Authentication based on the user’s knowledge (e.g. passwords) is but one form of identification, though. Other forms of authentication exist which are based on the possession of physical items called tokens, as well as identification based on unique features of the user’s body (e.g. retinal patterns, fingerprints) called biometric authentication.
Token-based authentication requires all users to carry tokens on their person. This form of authentication so long as the token does not become stolen or copied by a malicious party.
Biometric authentication enjoys the advantage of being extremely difficult to replicate and nearly impossible to lose. The hardware required to scan fingerprints is relatively simple and inexpensive. Retinal scanners are more complex, but not beyond the reach of organizations possessing expensive digital assets. Presumably, there will even be DNA-based authentication technology available in the future.

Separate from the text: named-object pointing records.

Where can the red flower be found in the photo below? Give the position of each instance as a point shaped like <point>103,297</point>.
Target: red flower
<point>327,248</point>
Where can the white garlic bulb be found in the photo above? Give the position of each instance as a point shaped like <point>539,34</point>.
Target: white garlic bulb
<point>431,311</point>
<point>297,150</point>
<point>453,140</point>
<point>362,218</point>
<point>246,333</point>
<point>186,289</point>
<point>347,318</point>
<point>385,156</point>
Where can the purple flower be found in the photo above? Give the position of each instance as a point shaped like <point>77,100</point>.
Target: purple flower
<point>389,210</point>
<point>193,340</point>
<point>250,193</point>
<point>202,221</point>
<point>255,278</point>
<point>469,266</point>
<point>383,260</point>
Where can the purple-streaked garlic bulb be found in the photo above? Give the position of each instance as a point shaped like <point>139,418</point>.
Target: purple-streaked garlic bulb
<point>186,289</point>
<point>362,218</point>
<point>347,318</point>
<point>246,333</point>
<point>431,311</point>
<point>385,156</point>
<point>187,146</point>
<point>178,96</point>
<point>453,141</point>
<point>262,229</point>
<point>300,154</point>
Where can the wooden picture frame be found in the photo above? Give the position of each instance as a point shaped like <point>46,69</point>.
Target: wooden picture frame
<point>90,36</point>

An air gap is precisely what the name implies: a physical separation between the critical system and any network, preventing communication. Although it seems so simple that it ought to be obvious, an important design question to ask is whether or not the system in question really needs to have connectivity at all. Certainly, the more networked the system is, the easier it will be to access useful information and perform useful operational functions. However, connectivity is also a liability: that same convenience makes it easier for attackers to gain access.
While it may seem as though air gaps are the ultimate solution to digital security, this is not entirely true. A control system that never connects to a network is still vulnerable to cyber-attack, and that is through detachable programming and data-storage devices. For example, a PLC without a permanent network connection may become compromised by way of an infected portable computer used to edit the PLC’s code. A DCS completely isolated from the facility’s local area network (LAN) may become compromised if someone plugs in an infected data storage device such as a USB “flash” memory module.

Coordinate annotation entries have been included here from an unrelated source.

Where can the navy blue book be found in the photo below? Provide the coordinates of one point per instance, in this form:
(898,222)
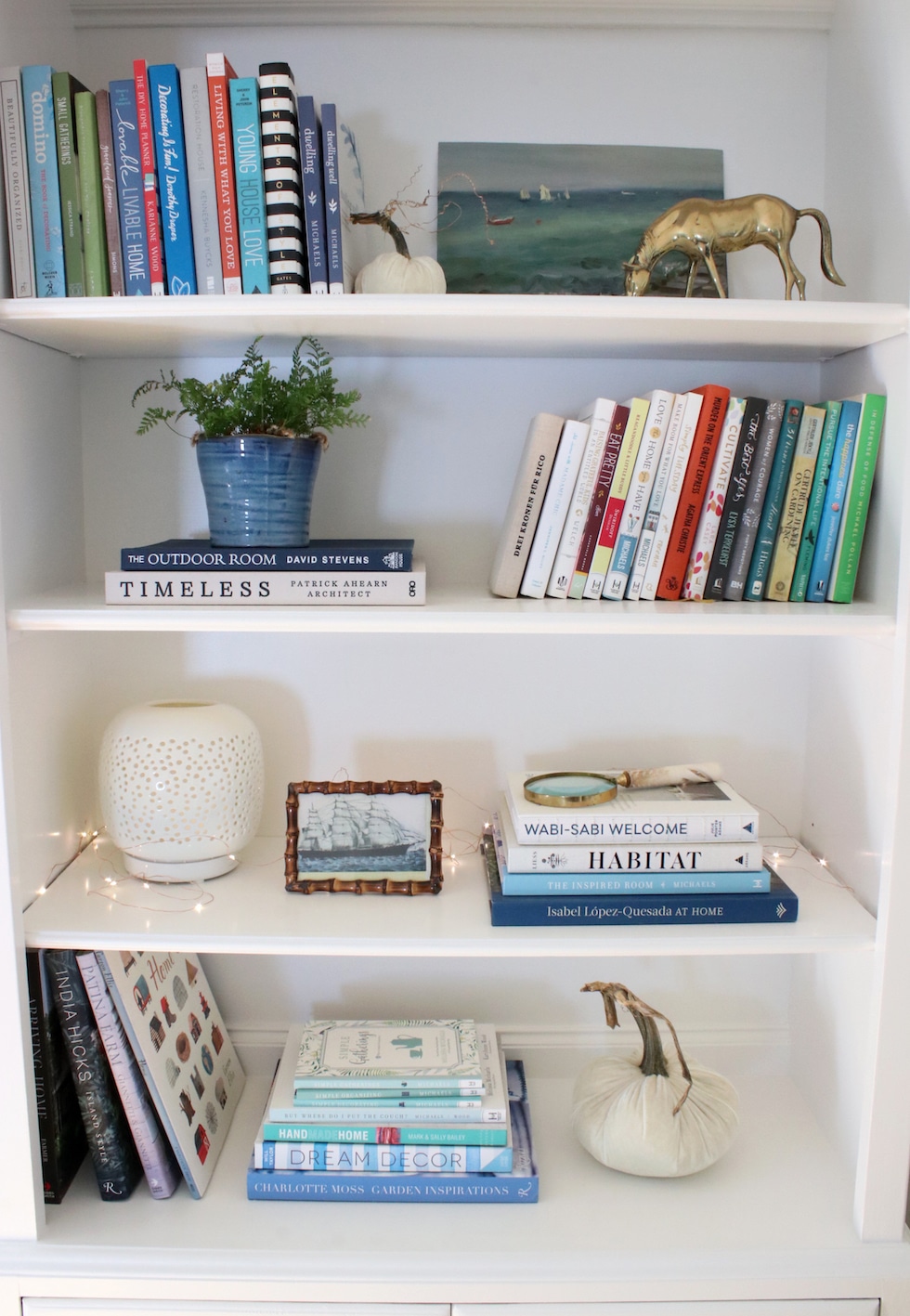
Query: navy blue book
(777,905)
(133,230)
(318,555)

In order for air gaps to be completely effective, they must be permanent and include portable devices as well as network connections. This is where effective security policy comes into play, ensuring portable devices are not allowed into areas where they might connect (intentionally or otherwise) to critical systems. Effective air-gapping of critical networks also necessitates physical security of the network media: ensuring attackers cannot gain access to the network cables themselves, so as to “tap” into those cables and thereby gain access. This requires careful planning of cable routes and possibly extra infrastructure (e.g. separate cable trays, conduits, and access controlled equipment rooms) to implement.
Wireless (radio) data networks pose a special problem for the “air gap” strategy, because the very purpose of radio communication is to bridge physical air gaps. A partial measure applicable to some wireless systems is to use directional antennas to link separated points together, as opposed to omnidirectional antennas which transmit and receive radio energy equally in all directions. This complicates the task of “breaking in” to the data communication channel, although it is not 100 percent effective since no directional antenna has a perfectly focused radiation pattern, nor do directional antennas preclude the possibility of an attacker intercepting communications directly between the two antennae. Like all security measures, the purpose of using directional antennas is to make an attack less probable.

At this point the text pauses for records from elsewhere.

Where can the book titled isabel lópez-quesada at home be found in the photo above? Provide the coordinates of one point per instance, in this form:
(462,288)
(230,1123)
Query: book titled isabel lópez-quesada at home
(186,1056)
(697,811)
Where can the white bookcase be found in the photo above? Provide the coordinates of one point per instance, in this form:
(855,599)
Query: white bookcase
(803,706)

This simply means to divide digital networks into separate entities (or at least into layers) in order to reduce the exposure of digital control systems to any sources of harm. Air gaps constitute an elementary form of network segregation, but are not practical when at least some data must be communicated between networks.
At the opposite end of the network segregation spectrum is a scenario where all digital devices, control systems and office computers alike, connect to the facility’s common Local Area Network (LAN). This is almost always a bad policy, as it invites a host of problems not limited to cyber-attacks but extending well beyond that to innocent mistakes and routine faults which may compromise system integrity. At the very least, control systems deserve their own dedicated network(s) on which to communicate, free of traffic from general information technology (IT) office systems.
In facilities where control system data absolutely must be shared on the general LAN, a firewall should be used to connect those two networks. Firewalls are either software or hardware entities designed to filter data passed through based on pre-set rules. In essence, each network on either side of a firewall is a “zone” of communication, while the firewall is a “conduit” between zones allowing only certain types of messages through. A rudimentary firewall might be configured to “blacklist” any data packets carrying hyper-text transfer protocol (HTTP) messages, as a way to prevent web based access to the system. Alternatively, a firewall might be configured to “whitelist” only data packets carrying Modbus messages for a control system and block everything else.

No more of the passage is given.